Lucian Constantin | Aug. 8, 2016
The technique, which doesn't break the original file's signature, can allow malware to bypass antivirus detection

For example, attackers could add their malicious code to one of the many Microsoft-signed Windows system files or to a Microsoft Office file. Their signatures would still be valid and the files functional.

Moreover, most security applications whitelist these files because they're signed by trusted publisher Microsoft to avoid false positive detections that could delete critical files and crash the system.

The second part of Nipravsky's research was to develop a stealthy way to load the malicious executable files hidden inside signed files without being detected. He reverse engineered the whole behind-the-curtain process that Windows performs when loading PE files to memory. This procedure is not publicly documented because developers don't typically need to do this themselves; they rely on the OS for file execution.

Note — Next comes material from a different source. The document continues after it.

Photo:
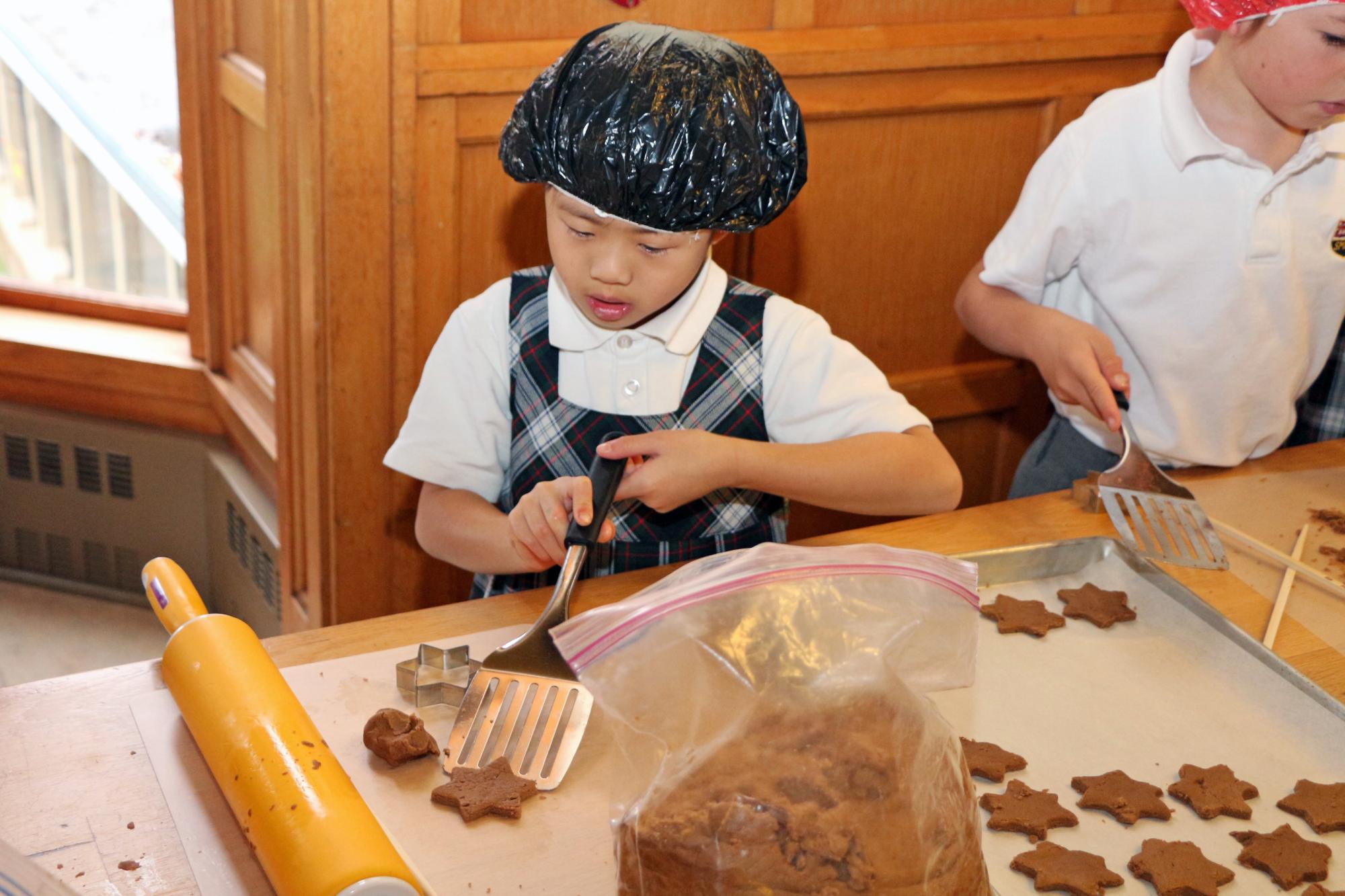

It took four months of eight-hours-per-day work, but Nipravsky's reverse engineering efforts allowed him to create a so-called reflective PE loader: an application that can load portable executables directly into the system memory without leaving any traces on disk. Because the loader uses the exact process that Windows does, it's difficult for security solutions to detect its behavior as suspicious.

Nipravsky's loader can be used as part of a stealthy attack chain, where a drive-by download exploit executes a malware dropper in memory. The process then downloads a digitally signed file with malicious code in its ACT from a server and then loads that code directly into memory.

The researcher has no intention of releasing his loader publicly because of its potential for abuse. However, skilled hackers could create their own loader if they're willing to put in the same effort.

The researcher tested his reflective PE loader against antivirus products and managed to execute malware those products would have otherwise detected.

In a demo, he took a ransomware program that one antivirus product normally detected and blocked, added it to the ACT of a digitally signed file, and executed it with the reflective PE loader.

The antivirus product only detected the ransom text file created by the ransomware program after it had already encrypted all of the user's files. In other words, too late.

Even if attackers don't have Nipravsky's reflective PE loader, they can still use the steganography technique to hide malware configuration data inside legitimate files or even to exfiltrate data stolen from organizations. Data hidden inside a digitally signed file would likely pass network-level traffic inspection systems without problems.